The inside of the tent is hot and wet, the floor a sodden mess of trampled grass, cups, cotton candy sticks and Midway ticket stubs. In a crowd made up almost entirely of men, we stand near the front so as not to miss a moment of spectacle.
A recording of what could only be termed “jungle sounds” comes over a tinny speaker and a rather plain woman in an over-taxed two-piece bathing suit takes the stage.
“Don’t you wish Mom was here?” Kevin whispers, grinning.
“Shhhh!”
Zambora is speaking, strutting about the stage, and she seems angry. Who among us has the nerve, the verve (“the verve?” Kevin whispers, frowning), the guts to witness such a sight? Who do we think we are? Do we think we are better than she is? Have we come to mock her?! Behold the majestic powers of nature and tremble before her fearsome might!

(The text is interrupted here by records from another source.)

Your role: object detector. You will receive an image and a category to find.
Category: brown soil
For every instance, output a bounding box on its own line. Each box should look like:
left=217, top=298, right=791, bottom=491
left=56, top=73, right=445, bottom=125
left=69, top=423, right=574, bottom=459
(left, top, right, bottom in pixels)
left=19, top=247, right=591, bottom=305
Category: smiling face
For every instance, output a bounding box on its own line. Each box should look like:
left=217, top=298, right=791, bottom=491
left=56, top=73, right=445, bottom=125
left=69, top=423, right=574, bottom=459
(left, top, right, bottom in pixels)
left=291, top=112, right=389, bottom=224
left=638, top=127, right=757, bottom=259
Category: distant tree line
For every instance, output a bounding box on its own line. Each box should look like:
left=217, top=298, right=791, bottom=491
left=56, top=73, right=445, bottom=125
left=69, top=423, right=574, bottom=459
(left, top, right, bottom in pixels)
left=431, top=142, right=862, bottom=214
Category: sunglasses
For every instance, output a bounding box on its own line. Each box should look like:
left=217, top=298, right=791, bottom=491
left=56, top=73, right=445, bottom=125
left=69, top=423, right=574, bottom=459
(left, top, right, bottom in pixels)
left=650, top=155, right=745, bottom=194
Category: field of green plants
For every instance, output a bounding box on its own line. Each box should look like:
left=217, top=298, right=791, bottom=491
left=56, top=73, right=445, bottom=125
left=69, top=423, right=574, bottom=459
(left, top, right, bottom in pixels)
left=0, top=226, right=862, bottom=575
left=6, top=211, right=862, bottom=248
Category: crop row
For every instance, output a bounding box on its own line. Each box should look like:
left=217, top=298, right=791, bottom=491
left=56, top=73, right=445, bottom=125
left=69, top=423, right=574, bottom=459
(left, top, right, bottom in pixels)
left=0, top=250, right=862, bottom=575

The clicking sound (whirrrrrrrrrrrr) of a film projector begins just moments before a deafening recording of tribal drums overpowers it. Zambora writhes with the agony of transformation, coming to a dead stop at the center of the stage. The wriggling she has done has caused the top of her swim suit to come fascinatingly close to losing its cargo. The projected image of hair appears on her body, short at first and growing longer. A cross between a skull and a monkey’s face is thrown, mask-like, onto her face.
It is at this point that a man dressed as a policeman rushes into the tent, throws a blanket over Zambora and shouts things about decency and law.
We are hustled out of the tent by the barker, who makes a show of hanging a sign proclaiming "Shut Down by Order of Law" over the tent flap.
The crowd scatters, and Kevin and I find ourselves in front of the Two-Headed Snake Tent.
“Well,” Kevin says. “At least we almost got to see her top fall off.”